I'm finding that the new me is much less judgmental and I just don't sweat the small stuff. The tenant in the rental house failed to report a slow water leak and now I'm going to have to repair walls and replace flooring. The insurance company denied the claim because it was long term damage, so it's going to cost a pretty penny--after a very short meltdown I decided to sell the house as soon as she's out of there and the repairs are done. The rental contract makes her responsible if she does not report the damage in a timely manner, but I'd have to sue her to get any money out of her and I'm just not interested in the drama. Thankfully, the sale of the house will cover the cost of repairs. I had a flash of anger at the tenant, but then decided that I don't know what's going on in her life that caused her to just let things get continually worse. I've learned about the inertia that depression can cause, so who knows. I'll just assume that she needs a break on this one.
I've been meditating--or trying to. It's surprisingly difficult, but very effective. All I want is peace and no drama.

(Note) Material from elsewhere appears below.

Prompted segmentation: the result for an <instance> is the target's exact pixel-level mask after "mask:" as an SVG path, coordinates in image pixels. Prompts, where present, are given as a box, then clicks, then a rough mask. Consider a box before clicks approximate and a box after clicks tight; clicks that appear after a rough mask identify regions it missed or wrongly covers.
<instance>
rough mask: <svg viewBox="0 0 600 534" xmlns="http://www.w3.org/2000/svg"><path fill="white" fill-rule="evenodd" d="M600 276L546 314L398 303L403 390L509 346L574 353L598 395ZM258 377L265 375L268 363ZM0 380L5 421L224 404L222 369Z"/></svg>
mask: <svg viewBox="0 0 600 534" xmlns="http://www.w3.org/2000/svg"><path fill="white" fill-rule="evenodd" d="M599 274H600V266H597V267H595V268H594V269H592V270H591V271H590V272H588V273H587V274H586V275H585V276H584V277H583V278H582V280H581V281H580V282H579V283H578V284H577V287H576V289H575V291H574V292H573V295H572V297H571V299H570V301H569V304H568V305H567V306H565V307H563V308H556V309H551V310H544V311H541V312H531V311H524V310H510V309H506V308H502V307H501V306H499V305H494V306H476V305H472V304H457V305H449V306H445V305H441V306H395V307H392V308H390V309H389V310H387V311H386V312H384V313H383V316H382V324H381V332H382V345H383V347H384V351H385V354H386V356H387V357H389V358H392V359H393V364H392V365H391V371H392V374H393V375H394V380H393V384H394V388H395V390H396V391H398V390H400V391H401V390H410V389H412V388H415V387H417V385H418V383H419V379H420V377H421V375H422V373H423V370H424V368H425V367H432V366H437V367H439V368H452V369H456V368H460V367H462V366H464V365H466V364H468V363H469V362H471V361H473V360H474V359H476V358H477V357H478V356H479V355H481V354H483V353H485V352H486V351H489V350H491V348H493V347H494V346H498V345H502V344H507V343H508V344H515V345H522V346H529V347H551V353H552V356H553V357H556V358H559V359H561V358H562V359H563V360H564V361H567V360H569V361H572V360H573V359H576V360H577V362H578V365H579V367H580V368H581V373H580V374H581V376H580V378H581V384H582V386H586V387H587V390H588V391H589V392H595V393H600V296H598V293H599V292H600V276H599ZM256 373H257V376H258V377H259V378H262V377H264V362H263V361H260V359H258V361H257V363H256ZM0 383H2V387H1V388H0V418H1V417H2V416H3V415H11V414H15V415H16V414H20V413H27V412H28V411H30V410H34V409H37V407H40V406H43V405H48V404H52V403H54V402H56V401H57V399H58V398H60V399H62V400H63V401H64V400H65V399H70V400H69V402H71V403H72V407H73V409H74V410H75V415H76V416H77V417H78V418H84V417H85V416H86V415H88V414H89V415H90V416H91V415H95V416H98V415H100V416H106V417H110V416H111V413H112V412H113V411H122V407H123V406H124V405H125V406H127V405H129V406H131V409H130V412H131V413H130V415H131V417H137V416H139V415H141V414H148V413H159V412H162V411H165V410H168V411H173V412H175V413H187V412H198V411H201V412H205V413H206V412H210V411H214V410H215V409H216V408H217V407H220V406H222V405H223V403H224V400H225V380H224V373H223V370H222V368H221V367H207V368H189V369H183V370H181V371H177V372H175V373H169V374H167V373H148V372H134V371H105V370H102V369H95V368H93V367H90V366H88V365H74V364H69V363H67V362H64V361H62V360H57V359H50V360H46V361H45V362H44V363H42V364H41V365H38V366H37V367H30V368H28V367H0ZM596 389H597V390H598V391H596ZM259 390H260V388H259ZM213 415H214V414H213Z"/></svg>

My plan to turn downstairs into an accessible Air BnB was put on hold for a second year by COVID and my slow pace. The ceiling lift is still in place, but I've repainted and redecorated the downstairs. Maybe I'll actually get moved upstairs this winter, and hopefully I can give it a try next summer. I've realized recently that I sleep better with other people around (it used to be just the opposite), so perhaps the timing is good on this.
I've just learned that one of my (step)daughters commented to my son that it feels like I'm erasing her dad from the house, so I've got to work on that perception. He is everywhere for me, and that's a good thing, but apparently the overall feel of the house, rather than the individual items, is what she responds to. Maybe if I write a letter to him describing what I see and how I think the changes honor him, and give it to her to read, she'll understand. I just thought of that while writing to you--I'd almost forgotten how helpful this place is!
It's been 21 months, and I'm just now able to pick up a book and read for pleasure. What's interesting is that I now enjoy reading non-fiction rather than novels. Escape is no longer disappearing into someone else's story--it's time to write my own story. This is the longest that I've been alone in my life, and I"m good with it. This new me, who is a combination of Matt and me and our journey, no longer looks to someone else for validation. I do miss the warmth and support of loving arms around me, but I'm finding that love and support from a spiritual source, and it's good.
What I am fighting is a very deep seated fear of being a caregiver again. I realize that if a loved on needed me that it would just happen and I'd step up, but I think I'm afraid to let anyone else into my circle who may need care before I do. I don't want to be responsible for anyone or anything other than myself, and even that's a struggle. I fantasize about trading in the house for a travel trailer and hitting the road, but for some reason it's just not time yet. Every time I leave this place I find myself thinking that it is too much for me and that I need to downsize, but when I come home I fall in love all over again.
I'll leave you with some pictures from yesterday morning's kayaking in the creek behind the house. Nature is my best medicine. At 21 months it's still a struggle to exit the doors and leave the house, but when I do, nature is my best medicine.